Essen. Der Essener Tempelbomberprozess gegen drei IS-nahe Jugendliche geht weiter. Der Befangenheitsantrag gegen einen Richter wurde zurückgewiesen.
Der Prozess um den Bombenanschlag auf den Essener Sikh-Tempel geht wie geplant weiter. Das Landgericht Essen hat jetzt den Befangenheitsantrag von Rechtsanwältin Lena Plato gegen den Vorsitzenden Richter Volker Uhlenbrock als unbegründet zurückgewiesen, erfuhr die WAZ.
Das Landgericht Essen hält sich mit Informationen für die Öffentlichkeit in diesem Verfahren zurück. Die Pressestelle verweist ein ums andere Mal darauf, dass dieser Prozess gegen Jugendliche geführt werde und deshalb nichtöffentlich sei. Allerdings ist damit kein Verbot verbunden, über Kernpunkte des Verfahrens zu berichten. In der Vergangenheit hat das Essener Gericht die Öffentlichkeit auch über Jugendstrafverfahren informiert, andere Gerichte halten das heute noch so.
Bombenanschlag auf den Tempel der Sikh-Gemeinde
Vorgeworfen wird drei Jugendlichen aus Essen, Gelsenkirchen und Schermbeck ein Bombenanschlag auf den Tempel der Sikh-Gemeinde in Essen am 16. April. Der Sprengsatz hatte großen Sachschaden angerichtet, der Priester der Gemeinde wurde schwer verletzt, geht heute noch an Krücken.
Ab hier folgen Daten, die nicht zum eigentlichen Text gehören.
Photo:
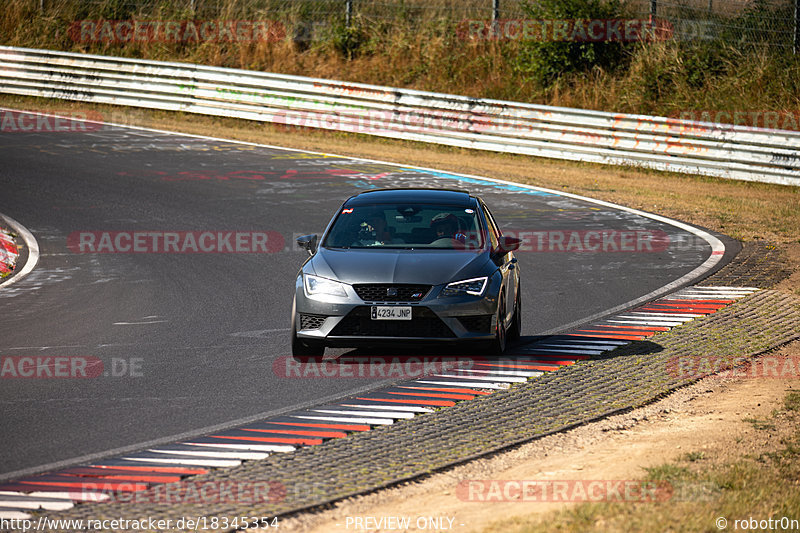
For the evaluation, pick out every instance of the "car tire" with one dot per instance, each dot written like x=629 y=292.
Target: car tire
x=515 y=331
x=498 y=345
Die 16 bis 17 Jahre alten Jugendlichen hatten vor der V. Jugendstrafkammer ihren Tatbeitrag zum Teil eingeräumt. Die von der Anklage unterstellte Mordabsicht wiesen sie aber zurück. Welche Dimension das Verfahren hat, zeigt der letztlich erfolglose Versuch von Staatsanwältin Birgit Jürgens, das Verfahren als Staatsschutzdelikt an die Bundesanwaltschaft in Karlsruhe abzutreten. Die Staatsanwaltschaft hat auch, äußerst ungewöhnlich bei Jugendlichen, für den Gelsenkirchener Yusuf T. (17) und den Schermbecker Tolga I. (17) im Vorfeld beantragt, eine mögliche Sicherungsverwahrung zu überprüfen, erfuhr die WAZ.
Angeklagte weisen Mordabsicht zurück
Der Gelsenkirchener Yusuf T. gab im Prozess die Zündung des in einem Feuerlöscher verborgenen Sprengsatzes zwar zu, sagte aber, er habe keine Menschen verletzen und nur erschrecken wollen.
Als Richter Volker Uhlenbrock auf Widersprüche in der Einlassung des Angeklagten hinwies und diese knapp mit „Blödsinn“ kommentierte, handelte er sich den Befangenheitsantrag ein.
Richter nicht befangen
Das Gericht, so die unbestätigten Informationen der WAZ, teilte aber nicht die Auffassung der Verteidigerin, dass in dieser Äußerung eine Befangenheit zu sehen sei. Vielmehr habe Richter Uhlenbrock aus Fürsorge den Angeklagten darauf hingewiesen, dass dessen Aussage nicht glaubwürdig sei.
So wurde der Prozess, der seit dem 7. Dezember läuft und bereits um acht Sitzungstage bis in den März verlängert wurde, am Montag wie geplant fortgesetzt. Kripobeamte erzählten von ihren Ermittlungen. Auch die Opfer kamen zu Wort. Ein Angehöriger der Gemeinde berichtete, wie er sich durch einen Glassplitter nach der Explosion am Fuß verletzt hatte. Mehrere Tage lang konnte er durch den lauten Knall auch nicht hören.
Opfer brach bei Aussage zusammen
Welches Ausmaß, welche Folgen ein solcher Anschlag auch ohne Verletzung haben kann, auch das erlebten die Prozessbeteiligten. Denn ein weibliches Mitglied der Sikh-Gemeinde soll bei der Zeugenaussage zusammengebrochen sein, so sehr habe die Frau die Erinnerung überwältigt. Erst nach einer Pause wurde die Vernehmung fortgesetzt.
Für die Öffentlichkeit sollen diese Facetten eines islamistisch geprägten Attentates aber unbekannt bleiben, lässt das Schweigen des Essener Landgerichtes vermuten.